Marksizm ve İç Savaş

Şimdi devrimci durumla bağlantılı ve iç içe olan; günümüz koşullarını anlamak açısından birinci derecede önemli görünen bir başka kavrama, iç savaşa ilişkin Lenin’in analizlerine bakalım.

Leninist Parti 1990’ların başında bu konudaki görüşlerini Marksizm ve İç Savaş, Sınıflar Savaşımında Zorun Rolü ve Silahlı Ayaklanma çalışmalarında ayrıntılı biçimde ortaya koymuştu. Burada sadece konunun parlamenter mücadele ile bağıntısını sergilemekle yetineceğiz.

Lenin’in iç savaşa ilişkin taktik ve manevralarını belirleyen iki ana çizgi vardır. 1- Başlamış olan bir iç savaş karşısında tutum, 2- Bir şiar olarak iç savaş. Birinci çizginin, 1905-06’da ve 1917 Temmuz-Ekim’de, konunun somut gelişmeler etrafında incelemesini görürüz. İkinciye dair yazılar ise 1914-17 arasını kapsıyor.

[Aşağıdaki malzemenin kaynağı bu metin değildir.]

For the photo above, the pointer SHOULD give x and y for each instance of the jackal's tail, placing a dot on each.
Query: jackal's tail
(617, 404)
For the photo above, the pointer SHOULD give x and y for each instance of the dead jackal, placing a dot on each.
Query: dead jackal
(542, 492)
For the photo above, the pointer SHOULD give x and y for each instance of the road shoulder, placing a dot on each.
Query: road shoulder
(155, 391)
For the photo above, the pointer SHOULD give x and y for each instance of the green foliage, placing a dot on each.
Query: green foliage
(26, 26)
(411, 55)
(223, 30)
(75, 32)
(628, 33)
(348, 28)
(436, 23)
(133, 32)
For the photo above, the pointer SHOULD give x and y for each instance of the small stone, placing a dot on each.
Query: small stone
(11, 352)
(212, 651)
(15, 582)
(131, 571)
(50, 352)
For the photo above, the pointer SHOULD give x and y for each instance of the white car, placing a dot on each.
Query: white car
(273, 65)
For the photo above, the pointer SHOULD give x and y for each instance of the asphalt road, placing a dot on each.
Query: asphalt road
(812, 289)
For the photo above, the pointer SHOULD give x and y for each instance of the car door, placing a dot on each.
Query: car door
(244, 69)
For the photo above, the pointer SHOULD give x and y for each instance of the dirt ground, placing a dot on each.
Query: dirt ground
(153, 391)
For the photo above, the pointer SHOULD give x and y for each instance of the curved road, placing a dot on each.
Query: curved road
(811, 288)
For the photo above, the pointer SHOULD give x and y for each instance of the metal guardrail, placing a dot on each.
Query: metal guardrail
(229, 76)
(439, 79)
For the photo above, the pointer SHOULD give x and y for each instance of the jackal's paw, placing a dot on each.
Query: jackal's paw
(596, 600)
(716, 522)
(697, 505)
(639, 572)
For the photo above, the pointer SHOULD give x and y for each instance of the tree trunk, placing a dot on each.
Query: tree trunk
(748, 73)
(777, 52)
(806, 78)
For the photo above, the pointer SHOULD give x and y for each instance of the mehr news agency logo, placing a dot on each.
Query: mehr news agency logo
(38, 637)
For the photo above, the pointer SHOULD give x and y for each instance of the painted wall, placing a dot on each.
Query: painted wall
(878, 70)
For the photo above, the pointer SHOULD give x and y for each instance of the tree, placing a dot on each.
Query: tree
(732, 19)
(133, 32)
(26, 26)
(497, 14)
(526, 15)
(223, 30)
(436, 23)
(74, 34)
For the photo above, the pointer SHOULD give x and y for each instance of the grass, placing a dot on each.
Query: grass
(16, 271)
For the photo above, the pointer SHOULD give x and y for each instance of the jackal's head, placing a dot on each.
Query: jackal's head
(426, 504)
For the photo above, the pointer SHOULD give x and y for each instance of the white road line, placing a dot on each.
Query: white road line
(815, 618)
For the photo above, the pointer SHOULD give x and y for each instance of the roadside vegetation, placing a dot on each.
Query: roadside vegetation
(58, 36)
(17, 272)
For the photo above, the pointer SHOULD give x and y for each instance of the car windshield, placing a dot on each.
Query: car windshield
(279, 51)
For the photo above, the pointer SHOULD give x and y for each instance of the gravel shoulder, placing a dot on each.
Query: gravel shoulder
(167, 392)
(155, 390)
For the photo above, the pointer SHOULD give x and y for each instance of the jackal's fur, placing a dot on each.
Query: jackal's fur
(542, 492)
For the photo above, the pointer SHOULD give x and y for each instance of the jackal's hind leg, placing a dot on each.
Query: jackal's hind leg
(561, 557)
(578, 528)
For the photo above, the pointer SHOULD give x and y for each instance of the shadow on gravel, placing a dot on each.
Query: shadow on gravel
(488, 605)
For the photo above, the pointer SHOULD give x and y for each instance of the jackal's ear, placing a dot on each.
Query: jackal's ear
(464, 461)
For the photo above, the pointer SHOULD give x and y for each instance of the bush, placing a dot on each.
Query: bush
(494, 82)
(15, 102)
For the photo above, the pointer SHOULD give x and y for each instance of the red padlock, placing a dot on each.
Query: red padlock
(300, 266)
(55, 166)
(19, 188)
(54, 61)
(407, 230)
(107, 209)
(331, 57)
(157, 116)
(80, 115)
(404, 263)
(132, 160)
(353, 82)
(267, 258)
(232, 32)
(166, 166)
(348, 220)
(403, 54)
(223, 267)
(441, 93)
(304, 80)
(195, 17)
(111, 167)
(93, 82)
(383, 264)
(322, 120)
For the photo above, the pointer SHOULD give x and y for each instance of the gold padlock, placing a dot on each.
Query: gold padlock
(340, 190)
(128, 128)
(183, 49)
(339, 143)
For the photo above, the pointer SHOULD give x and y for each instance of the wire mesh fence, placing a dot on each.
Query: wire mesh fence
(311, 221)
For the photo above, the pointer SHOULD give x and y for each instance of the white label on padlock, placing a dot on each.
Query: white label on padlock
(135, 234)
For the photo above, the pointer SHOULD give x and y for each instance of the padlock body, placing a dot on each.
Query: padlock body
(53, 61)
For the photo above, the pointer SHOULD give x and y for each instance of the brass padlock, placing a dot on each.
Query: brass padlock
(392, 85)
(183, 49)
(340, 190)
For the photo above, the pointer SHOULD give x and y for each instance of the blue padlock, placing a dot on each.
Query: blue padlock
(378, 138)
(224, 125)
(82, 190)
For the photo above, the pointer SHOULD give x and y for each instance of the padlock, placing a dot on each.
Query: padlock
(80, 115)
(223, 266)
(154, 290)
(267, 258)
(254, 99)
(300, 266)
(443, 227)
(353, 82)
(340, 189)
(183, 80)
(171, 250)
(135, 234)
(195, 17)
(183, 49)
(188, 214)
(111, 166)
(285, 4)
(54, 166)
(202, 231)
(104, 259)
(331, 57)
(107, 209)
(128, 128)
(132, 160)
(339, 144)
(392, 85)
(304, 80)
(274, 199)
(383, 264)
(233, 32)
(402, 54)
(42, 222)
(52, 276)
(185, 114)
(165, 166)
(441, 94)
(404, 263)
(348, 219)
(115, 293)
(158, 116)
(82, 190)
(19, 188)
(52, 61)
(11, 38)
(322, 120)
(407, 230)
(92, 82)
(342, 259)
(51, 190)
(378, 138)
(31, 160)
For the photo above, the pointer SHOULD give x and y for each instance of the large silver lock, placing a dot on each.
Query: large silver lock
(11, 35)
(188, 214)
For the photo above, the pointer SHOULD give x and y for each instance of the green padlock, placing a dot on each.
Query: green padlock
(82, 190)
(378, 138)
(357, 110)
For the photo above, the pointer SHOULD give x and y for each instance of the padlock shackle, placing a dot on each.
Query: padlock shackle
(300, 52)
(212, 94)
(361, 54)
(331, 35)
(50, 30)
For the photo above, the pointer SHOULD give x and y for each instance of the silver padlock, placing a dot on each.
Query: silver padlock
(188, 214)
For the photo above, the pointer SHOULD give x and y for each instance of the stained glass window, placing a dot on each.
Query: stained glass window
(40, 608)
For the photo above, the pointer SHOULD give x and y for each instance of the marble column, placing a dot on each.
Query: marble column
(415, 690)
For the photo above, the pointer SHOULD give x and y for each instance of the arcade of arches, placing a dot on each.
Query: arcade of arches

Ekim Devrimi’ne kadar Avrupa genelinde bir “mezar sessizliği” hüküm sürdü. Devrim, 1918’den itibaren, cephelerde kardeşleşme eğilimine güç kattı. Almanya’da gelişmeler baş döndürücü tempoda olgunlaştı. Donanma askerleri 1918 Kasım’ında ayaklandı. Karl Liebknecht, Reichstag balkonundan Sovyet tipi örgütler kurmuş işçilere cumhuriyeti ilan ederken, Alman imparatoru soluğu yurt dışında alıyordu. Emperyalist ülkeler bu gelişmeden sadece iki gün sonra savaşı bitirdiler ve tüm güçleriyle proleter iç savaşı kan gölünde boğmaya giriştiler. Böylece Lenin’in “şiar olarak iç savaş” taktiği, pek çok ara aşamayı hızla sıçrayıp aştı ve nihai sonucuna, devrim ve karşı-devrimin kanlı hesaplaşmasına vardı. Lenin’in “süngülerin gündeme geldiği” başlamış olan iç savaşa karşı tutumu günümüze dair daha fazla esinlendirici fikirler barındırıyor. 1905 Kanlı Pazar’ını iç savaşın başlangıcı olarak gören Lenin, halkın genel silahlanmasını, devrimci anın en yakın görevi ilan ediyordu. “Bütün işçilerin ve genel olarak bütün yurttaşların derhal silahlanması, hükümet makamlarını ve kurumlarını yok etmek üzere devrimci güçlerin hazırlanması ve örgütlenmesi -ortak darbeyi vurmak için bütün devrimcilerin birleşebilecekleri, birleşmeleri gereken pratik temel budur.” (Seçme Eserler, Cilt 3, s 273) Bu üst düzey, kapsamlı ve karmaşık görevlere, devrimin en üst düzey politik görevini de ekler: GDH

1905’in başında, yalnızca birkaç ayı geride bırakmış bir dizi çatışma, grev, barikatlar ve tek tek silahlı eylemlerden oluşan iç savaşın ilk deneyimlerinden, bu denli yüksek görevler çıkartmak ve acil gündeme sunmak, kimilerine şaşırtıcı gelecektir. Lenin, devrimci bir halk ordusu ve GDH şiarını attığında, bizzat kendi ifadesiyle “henüz halk çok bilinçsiz, çekingen.” Hareketin gelişim düzeyinde de muazzam farklar var. Bazı kentlerde işçiler, yüzer yüzer kanını akıtıyor barikatlarda, diğer yandaysa, henüz sendikal harekete bile yani uyanan geniş işçi havzaları. İç savaşı hızla şiddetlendiren, bizatihi devrimin de başlamış olmasıydı. Bu yüzden Lenin, halk ordusu ve GDH gibi son derece karmaşık ve üst düzey görevlerin yerine getirilmesi sürecinin “kendiliğinden gelen ilk dalgasında” nasıl oluşmaya başladığını gözlemler. (Bkz Devrimci Ordu, Devrimci Hükümet, Seçme Eserler Cilt 3) Yıllar önce Marx, Rus halkı için şöyle ifadeler kullanmıştı. Bir halk ki tekme tokattan başka bir şey görmez, işte devrimi yapacak halk odur. Çarlık, 1902 yılına kadar, yasalarında “dayak cezası” bulunan bir gericilikti. Yani, 1905’te, ektiğini biçiyordu. Lenin, her iki yüksek görevin, bizzat halk tarafından çözülebileceğini ileri sürerken, işte bu tarihi gerçeklerden hareket ediyordu.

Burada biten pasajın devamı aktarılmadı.